Нынешние западники, либеральные политики (например, Е.Гайдар, Г.Явлинский и др.) и вместе с ними традиционно прозападно ориентированное большинство российских интеллектуалов не видят никаких рациональных альтернатив европеизации и вестернизации России. Они подчеркивают, что при всей необходимости поддержания хороших отношений с азиатскими соседями, не следует забывать, что европейский и евроатлантический вектор остаются важнейшим направлением внешней политики России.

В свое время в одном из постперестроечных номеров журнала “Полис” была опубликована статья А.К.Сорокина “От авторитаризма к демократии: история несостоявшегося перехода”, в которой предпринималась попытка объяснить неудачный исход предпринятых в России в конце ХIХ – начале ХХ веков реформ. “Финал императорской России известен, – констатировал автор статьи. – Абсолютизм, становившийся, но так и не ставший конституционной монархией по британскому образцу, оказался не в состоянии выполнить основную функциональную задачу любой государственной власти – адекватной ситуации управления и интеграции общества. Эта задача оказалась режиму не по силам. Он закономерно развалился под тяжестью нерешившихся проблем, собственной недальновидности и неуступчивости” [19, с. 143]. Автор завершал статью высказыванием В.О.Ключевского, в котором содержались предостережение власти и обществу от гипертрофированных представлений о собственной роли и месте в процессе модернизации и одновременно призыв к их взаимодействию: “Не знаю общества, которое терпеливее, не скажу доверчивее, относилось к правительству, как не знаю правительства, которое так сорило бы терпением общества, точно казенными деньгами” [19, с.143].

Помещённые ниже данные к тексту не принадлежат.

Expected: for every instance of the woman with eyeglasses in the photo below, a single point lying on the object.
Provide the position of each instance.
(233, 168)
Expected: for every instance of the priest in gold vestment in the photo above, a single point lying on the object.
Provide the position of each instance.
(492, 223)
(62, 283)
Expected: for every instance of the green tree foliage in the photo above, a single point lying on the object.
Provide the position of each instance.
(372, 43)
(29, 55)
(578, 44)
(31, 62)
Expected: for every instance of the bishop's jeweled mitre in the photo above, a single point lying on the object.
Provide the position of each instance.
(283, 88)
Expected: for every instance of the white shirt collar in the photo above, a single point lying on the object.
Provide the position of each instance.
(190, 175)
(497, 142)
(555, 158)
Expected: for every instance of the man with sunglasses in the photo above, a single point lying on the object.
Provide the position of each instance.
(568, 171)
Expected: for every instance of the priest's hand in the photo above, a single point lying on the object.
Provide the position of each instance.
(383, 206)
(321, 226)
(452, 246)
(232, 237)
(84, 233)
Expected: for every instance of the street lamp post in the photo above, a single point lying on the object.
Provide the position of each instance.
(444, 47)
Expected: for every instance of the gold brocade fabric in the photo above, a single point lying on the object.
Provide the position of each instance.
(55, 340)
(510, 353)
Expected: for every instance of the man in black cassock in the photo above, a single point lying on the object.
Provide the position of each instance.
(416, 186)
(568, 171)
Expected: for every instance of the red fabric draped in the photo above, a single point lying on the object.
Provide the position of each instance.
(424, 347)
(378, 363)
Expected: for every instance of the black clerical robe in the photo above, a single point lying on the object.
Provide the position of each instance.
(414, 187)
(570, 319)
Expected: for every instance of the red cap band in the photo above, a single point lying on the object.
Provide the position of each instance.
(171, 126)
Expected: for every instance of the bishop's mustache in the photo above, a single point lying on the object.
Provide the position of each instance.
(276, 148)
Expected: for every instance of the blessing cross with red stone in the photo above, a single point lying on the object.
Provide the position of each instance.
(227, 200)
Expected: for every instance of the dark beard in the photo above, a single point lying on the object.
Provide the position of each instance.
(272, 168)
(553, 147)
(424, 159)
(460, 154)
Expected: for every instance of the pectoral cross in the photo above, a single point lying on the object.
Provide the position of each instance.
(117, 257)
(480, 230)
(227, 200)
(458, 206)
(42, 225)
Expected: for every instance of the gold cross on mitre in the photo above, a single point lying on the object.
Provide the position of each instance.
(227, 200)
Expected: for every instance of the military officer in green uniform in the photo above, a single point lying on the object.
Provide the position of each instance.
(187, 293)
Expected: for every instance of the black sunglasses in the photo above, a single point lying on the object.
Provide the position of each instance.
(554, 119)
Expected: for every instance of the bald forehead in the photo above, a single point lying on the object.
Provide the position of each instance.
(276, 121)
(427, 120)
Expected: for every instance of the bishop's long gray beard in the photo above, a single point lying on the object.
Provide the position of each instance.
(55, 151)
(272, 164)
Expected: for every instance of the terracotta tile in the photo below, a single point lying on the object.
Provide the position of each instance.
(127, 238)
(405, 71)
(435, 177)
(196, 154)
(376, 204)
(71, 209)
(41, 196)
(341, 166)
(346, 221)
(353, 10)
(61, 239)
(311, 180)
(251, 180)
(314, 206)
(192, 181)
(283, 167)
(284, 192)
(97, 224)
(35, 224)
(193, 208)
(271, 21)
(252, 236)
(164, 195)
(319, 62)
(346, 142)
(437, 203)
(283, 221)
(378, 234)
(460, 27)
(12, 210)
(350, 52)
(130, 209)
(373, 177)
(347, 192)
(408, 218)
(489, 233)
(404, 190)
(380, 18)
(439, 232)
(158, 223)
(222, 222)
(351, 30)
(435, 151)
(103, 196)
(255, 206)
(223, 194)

Редакция журнала сочла необходимым сопроводить эту статью двухстраничным разъяснением, в котором подчеркивалось, что, ошибаются те, кто хотел бы увидеть в квазипарламентаризме и многопартийности первых двух десятилетий ХХ века реальное начало движения России по европейскому политическому пути, пресеченного революцией. Но изучать этот историко-политический опыт необходимо, чтобы яснее представлять себе трудности, тупики и возможности нашей новой попытки достичь демократии [19, с. 147]. Изобретая псевдопарламентское устройство в качестве знака движения России к “прогрессу” и уступки общественному мнению, в том числе и европейскому, царь и его порученцы насытили это устройство отнюдь не британским, но прусским духом. Российский император при этом не поступился практически ничем. Согласившись, под давлением, на элементы парламентаризма, он целиком остался в плену абсолютистской традиции подчинения интересов индивида интересам государства, трактуя последнее в стиле Людовика Великого: “Государство – это Я!”. Тем самым самодержец не только тормозил, но и уродовал процесс начавшегося было интенсивного социально-экономического развития страны, настоятельно требовавшего принципиально нового политического обрамления.